Alors que la Pologne prépare un projet de loi rendant diffamatoire d’appeler “polonais” les camps de la mort nazis, un regard sur le terme qui date de la guerre froide, et la résistance impressionnante de la controverse

L'entrée de la "tour de la mort" SS de l'ancien camp de la mort Auschwitz-Birkenau en Pologne, sous laquelle les trains de déportés juifs passaient en 1944, quand un embranchement a été ajouté à la voie existante. Cette photo de novembre 2015 a été prise depuis l'extérieur de l'entrée du camp. (Crédit : Matt Lebovic/The Times of Israel)
L'entrée de la "tour de la mort" SS de l'ancien camp de la mort Auschwitz-Birkenau en Pologne, sous laquelle les trains de déportés juifs passaient en 1944, quand un embranchement a été ajouté à la voie existante. Cette photo de novembre 2015 a été prise depuis l'extérieur de l'entrée du camp. (Crédit : Matt Lebovic/The Times of Israel)

Même avant que les bottes des premiers nazis ne traversent la frontière de la Pologne en 1939, des accusations de « collaboration polonaise » avec le troisième Reich ont circulé.

La vieille controverse s’est réchauffée ces dernières semaines, alors que le gouvernement polonais prépare un projet de loi pour punir quiconque caractérise les camps de concentration et d’extermination de la période nazie de « polonais ». La loi ciblera les délinquants – majoritairement dans les médias étrangers – qui affirment que la Pologne « a pris part, organisé, ou était co-responsable » des crimes nazis en Pologne occupée. Ces crimes incluent le meurtre de six millions de citoyens polonais, dont la moitié étaient juifs, entre 1939 et 1945.

Dans le cadre de la proposition de loi, l’Etat pourra demander des compensations et imposer jusqu’à cinq ans de prison pour ceux qui se seraient rendus coupables de diffamation contre la Pologne – particulièrement en utilisant le terme « camps de la mort polonais ».

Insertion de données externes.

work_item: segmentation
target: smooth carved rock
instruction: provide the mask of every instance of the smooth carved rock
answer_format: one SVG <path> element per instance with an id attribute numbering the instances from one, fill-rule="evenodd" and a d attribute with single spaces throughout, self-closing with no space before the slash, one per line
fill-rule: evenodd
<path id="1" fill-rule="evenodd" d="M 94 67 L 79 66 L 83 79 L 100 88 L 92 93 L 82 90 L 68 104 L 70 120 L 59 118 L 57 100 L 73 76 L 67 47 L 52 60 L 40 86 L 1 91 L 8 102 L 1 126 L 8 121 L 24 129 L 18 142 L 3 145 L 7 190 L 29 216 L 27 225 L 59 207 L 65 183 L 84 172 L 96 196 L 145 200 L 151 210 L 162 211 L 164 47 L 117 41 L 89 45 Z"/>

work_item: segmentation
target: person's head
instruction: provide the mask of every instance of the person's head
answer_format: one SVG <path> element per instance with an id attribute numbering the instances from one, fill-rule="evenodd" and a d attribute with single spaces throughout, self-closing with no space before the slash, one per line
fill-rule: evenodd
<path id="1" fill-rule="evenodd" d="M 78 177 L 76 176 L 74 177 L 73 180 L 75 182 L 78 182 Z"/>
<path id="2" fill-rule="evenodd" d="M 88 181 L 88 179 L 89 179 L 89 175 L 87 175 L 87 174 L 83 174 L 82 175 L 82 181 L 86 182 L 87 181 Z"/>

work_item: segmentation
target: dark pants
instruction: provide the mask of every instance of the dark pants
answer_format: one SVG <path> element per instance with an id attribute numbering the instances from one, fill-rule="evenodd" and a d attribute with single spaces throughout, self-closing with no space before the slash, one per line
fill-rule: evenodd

Le parti au pouvoir du pays, Loi et Justice, a lancé le projet de loi en 2013, mais il avait été rejeté en première lecture. Quand le parti a obtenu le pouvoir l’année dernière, il a été remis sur le tapis.

Selon le ministre polonais de la Justice, Zbigniew Tadeusz Ziobro, son pays a été la victime d’une campagne longue de plusieurs décennies de diffamation, au cours de laquelle la responsabilité du génocide nazi des juifs européens et d’autres crimes ont été attribués à tort à la nation polonaise.

‘Assez avec ce mensonge. Il doit y avoir des responsabilités’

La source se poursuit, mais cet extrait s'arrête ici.